While the campaign, which was first reported by cybersecurity intelligence group Cisco Talos, appears to be extremely focused in scale, it reveals a new potential avenue of attack that could target iPhone owners.
The attackers were able to install a rogue, open-source mobile device management software (MDM) onto the impacted iPhones. MDMs are software suites (often used by businesses or enterprise users) that allows someone, usually IT, to remotely deploy apps onto a large number of devices.
In this case, the attackers used a side-loading technique to implement malicious features into legitimate apps through real-looking software updates.

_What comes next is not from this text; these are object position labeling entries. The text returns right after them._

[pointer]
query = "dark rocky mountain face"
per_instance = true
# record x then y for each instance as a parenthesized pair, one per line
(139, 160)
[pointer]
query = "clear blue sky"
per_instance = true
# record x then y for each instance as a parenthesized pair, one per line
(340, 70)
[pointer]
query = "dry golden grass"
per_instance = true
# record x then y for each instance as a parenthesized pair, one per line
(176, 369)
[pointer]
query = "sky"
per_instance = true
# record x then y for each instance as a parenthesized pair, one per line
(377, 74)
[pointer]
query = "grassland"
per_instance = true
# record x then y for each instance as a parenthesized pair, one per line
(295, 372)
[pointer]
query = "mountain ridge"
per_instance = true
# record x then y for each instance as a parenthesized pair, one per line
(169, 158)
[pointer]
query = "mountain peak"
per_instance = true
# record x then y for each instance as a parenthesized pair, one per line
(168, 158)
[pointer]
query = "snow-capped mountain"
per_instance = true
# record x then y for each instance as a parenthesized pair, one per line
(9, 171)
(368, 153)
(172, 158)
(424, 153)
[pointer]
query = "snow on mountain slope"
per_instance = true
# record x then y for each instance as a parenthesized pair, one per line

In their research, Cisco Talos identified five applications that were distributed by the rogue MDM.
These compromised applications which included versions of Telegram and WhatsApp allowed the attackers to read private SMS messages, track the device’s location, and otherwise steal sensitive data like contacts or photos.
Based on their research and analysis, Cisco Talos has concluded that the attacker(s) is based in India. Again, the malware has only impacted a small handful of devices in the country. Because of that, it’s likely that this was a highly targeted operation from the start.
Cisco Talos notes that it’s worked closely with Apple to counter the campaign. The Cupertino tech giant has since pulled three developer certificates associated with the malware author and is in the process of actioning two others.
It’s not clear how the attackers were able to get the MDMs onto the iPhones. Enrollment into the MDMs could have been done through physical access to the devices, but Talos reports it’s more likely that social engineering techniques were used to trickthe iPhone owners into enrolling their devices. For example, phishing-like emails could have enticed the impacted users to click accept or give up physical access to their device.
The targeted attack is just another reminder of why users should be extremely wary about clicking on unsolicited links or websites. Cisco Talos recommends that all users verify and vet the authenticity or identity of device access requests.
But it’s also a reminder that MDM systems can be used for malicious activity, which is worrying due to the rise in popularity of those systems in enterprise or corporate settings.
“By installing a certificate outside of the Apple iOS trusted certificate chain, you may open up to possible third-party attacks like this,” Cisco Talos wrote in a blog post.
“Users must be aware that accepting an MDM certificate is equivalent to allowing someone administrator access to their device, passwords, etc,” the security firm continued, adding that it “should not be something the average home user does.”